SIMBAD references

High-precision millimeter and submillimeter wave measurements were performed on two ¹⁷O isotopically substituted carbon monoxide species, i.e., ¹²C¹⁷O and ¹³C¹⁷O. Covering the frequency region from 100 GHz to 1 THz, the accuracy achievable is estimated to be ±5 kHz in the Doppler-limited mode and ±1 kHz for sub-Doppler-resolution measurements. From a weighted least-squares fit, the following molecular rotational parameters for ¹²C¹⁷O and ¹³C¹⁷O were obtained: for ¹²C¹⁷O,

B₀=56,179.99110(28)MHz, D₀=174.330(6)kHz;

and for ¹³C¹⁷O,

B₀=53,644.7906(29)MHz, D₀=158.918(19)kHz;

in both instances, the H₀values were kept fixed to IR data.

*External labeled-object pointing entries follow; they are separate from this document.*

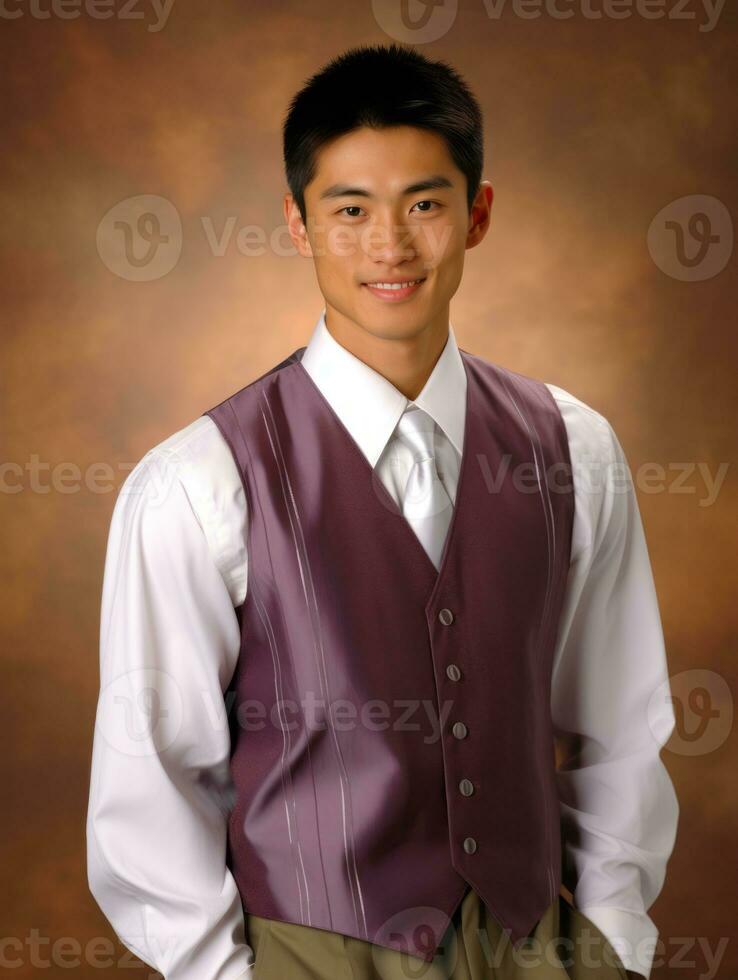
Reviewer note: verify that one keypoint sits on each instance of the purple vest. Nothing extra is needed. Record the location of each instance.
(392, 742)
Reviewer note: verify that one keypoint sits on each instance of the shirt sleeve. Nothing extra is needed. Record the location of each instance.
(611, 703)
(160, 789)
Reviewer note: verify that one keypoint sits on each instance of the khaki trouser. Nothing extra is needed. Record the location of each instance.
(564, 944)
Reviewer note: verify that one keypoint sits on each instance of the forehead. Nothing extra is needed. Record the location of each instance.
(382, 159)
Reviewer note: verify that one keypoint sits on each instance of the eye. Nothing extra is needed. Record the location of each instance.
(425, 210)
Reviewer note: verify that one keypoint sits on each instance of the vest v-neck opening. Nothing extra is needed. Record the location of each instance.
(438, 573)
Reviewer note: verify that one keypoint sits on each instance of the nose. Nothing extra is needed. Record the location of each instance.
(390, 242)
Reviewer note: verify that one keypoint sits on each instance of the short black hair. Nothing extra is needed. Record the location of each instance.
(382, 86)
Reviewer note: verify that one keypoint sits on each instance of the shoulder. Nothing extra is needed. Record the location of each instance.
(589, 431)
(188, 479)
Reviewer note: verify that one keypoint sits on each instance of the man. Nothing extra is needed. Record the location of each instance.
(347, 610)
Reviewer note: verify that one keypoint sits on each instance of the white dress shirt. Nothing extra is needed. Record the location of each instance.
(175, 571)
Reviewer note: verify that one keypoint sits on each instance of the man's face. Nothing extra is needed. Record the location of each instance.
(373, 221)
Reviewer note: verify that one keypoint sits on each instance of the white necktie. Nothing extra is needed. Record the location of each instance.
(425, 503)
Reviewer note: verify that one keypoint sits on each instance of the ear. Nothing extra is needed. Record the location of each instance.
(480, 214)
(296, 226)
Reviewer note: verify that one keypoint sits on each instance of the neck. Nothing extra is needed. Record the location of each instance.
(405, 360)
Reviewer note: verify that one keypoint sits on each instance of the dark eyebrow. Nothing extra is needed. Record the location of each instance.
(346, 190)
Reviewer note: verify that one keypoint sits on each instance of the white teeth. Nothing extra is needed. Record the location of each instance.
(394, 285)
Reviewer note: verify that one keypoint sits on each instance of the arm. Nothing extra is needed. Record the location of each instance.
(610, 702)
(159, 791)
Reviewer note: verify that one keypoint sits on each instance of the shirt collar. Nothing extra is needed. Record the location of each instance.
(370, 406)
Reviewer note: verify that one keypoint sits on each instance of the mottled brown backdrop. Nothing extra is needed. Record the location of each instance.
(594, 125)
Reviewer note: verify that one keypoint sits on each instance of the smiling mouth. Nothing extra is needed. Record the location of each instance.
(405, 284)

The oxygen ¹⁷O nucleus exhibits a sizeable electric nuclear quadrupole moment, which has been measured for both isotopomers, i.e., eQq(¹²C¹⁷O)=4.298(44)MHz and eQq(¹³C¹⁷O)=4.355(182)MHz. The high precision of the Lamb dip measurements allowed us to observe additional small hyperfine effects caused by the magnetic moment of the ¹⁷O nucleus. These precision measurements allowed the determination of the nuclear spin-rotation constant C_I(¹⁷O)=-31.60(72)Hz for ¹²C¹⁷O, solely from the Cologne data set. The highly precise transition frequencies reported here should warrant deep interstellar searches for the two molecules ¹²C¹⁷O and ¹³C¹⁷O. The latter has not been detected in space until very recently. On the basis of our laboratory data, we were able to report the discovery of ¹³C¹⁷O (by Bensch and coworkers) along with the observations of two additionalrare CO isotopomers including ¹²C¹⁷O and ¹²C¹⁸O toward core C of the ρ Ophiucus molecular cloud.